Starting in 1958, Masonic lodges and community groups met there.
Freemasonry is the oldest fraternal organization in the world.
Established by medieval guilds of stone masons, the group emphasizes high moral conduct, charity, self-improvement and fellowship. The men-only membership wore formal wear and regalia and conducted arcane rites surrounded by secrecy. Women joined auxiliaries like the Order of the Eastern Star. Freemasonry practices have coexisted, even integrated, with Christian traditions.
The group didn’t admit Black people. A free Black minister named Prince Hall and 14 others were turned away by a lodge in Boston but petitioned to enter a lodge in Ireland, gaining admittance in 1775. Once they were sanctioned by British lodges, Hall formed the first “African Lodge” in America and the concept spread slowly, with a mix of rejection and acceptance by the many different officiating bodies and splinter groups representing Freemasonry.
Groups of “Prince Hall Masons” first appeared in Washington state around 1870 as Americans moved westward.

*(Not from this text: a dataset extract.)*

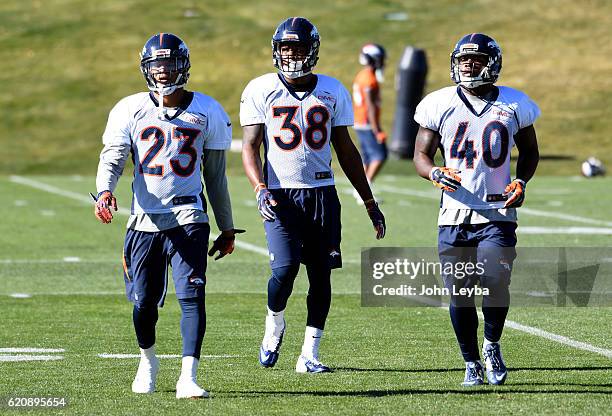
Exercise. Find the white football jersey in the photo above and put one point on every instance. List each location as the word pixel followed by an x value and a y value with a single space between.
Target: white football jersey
pixel 478 143
pixel 297 130
pixel 167 152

In 1910, The Spokesman-Review recounts the state’s Black Masons meeting in Spokane for a formal ball at the Elks Club. Except for several women who were married to members, white people were not allowed into those events.
Masonry is no longer segregated, but Prince Hall groups still gather to carry on the social and cultural traditions from more than two centuries in existence.
Five different Masonic groups used the Prince Hall Masonic building in East Central. The NAACP and others also used the meeting hall, conference room and kitchen. The building housed a senior meal site called the Edison Community Friendship Center starting around 1975.
With financial assistance from other Masonic groups, contractor Clarence T. Freeman remodeled the building in 1972. An engraved plaque on the building marks the renovation.
Even as more than 300 Prince Hall Masons from around the region gathered in Spokane for a glittering ball at the Ridpath Hotel in 1998, local lodges were dwindling and closing in the early 2000s and the building was sold.